Indigenous Territories Fight Climate Change

Typography

Study finds that Indigenous Territories are as effective as Protected Areas in preserving forest's carbon stocks

In a recent study in PLOS ONE, researchers from 6 different countries, including Camilo Alejo and Catherine Potvin of the Department of Biology at McGill University, examined the importance of Indigenous Territories in climate change mitigation across Panama and the Amazon Basin. They found that Indigenous Territories represent effective natural solutions to meet the Paris Agreement by protecting forests and storing carbon. Given the role they play, the researchers say that Indigenous peoples should benefit from payments countries receive for avoided greenhouse emissions.

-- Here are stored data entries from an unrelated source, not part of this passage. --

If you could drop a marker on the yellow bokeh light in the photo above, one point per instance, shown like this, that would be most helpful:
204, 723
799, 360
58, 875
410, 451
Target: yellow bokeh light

What question did you set out to answer?

Natural environments like forests absorb carbon dioxide from the atmosphere and store that carbon in the forest ecosystem, mainly in living biomass and soil. The world's forests store approximately 861 gigatons of carbon. Carbon stocks refer to the amount of carbon stored in this way. Protecting and managing forests are cost-efficient ways to mitigate climate change by increasing carbon stocks and reducing land-use emissions from activities such as forestry or agriculture. Indigenous Territories, customary lands of traditional societies who inhabited countries before colonization, and Protected Areas, whose main objective is the conservation of nature, might be considered part of these natural climate solutions. Our study aimed to estimate the actual effect of Indigenous Territories and Protected Areas on forest's carbon stocks while considering the influence of their location across Panama and the Amazon basin portions of Colombia, Ecuador, Peru, and Brazil.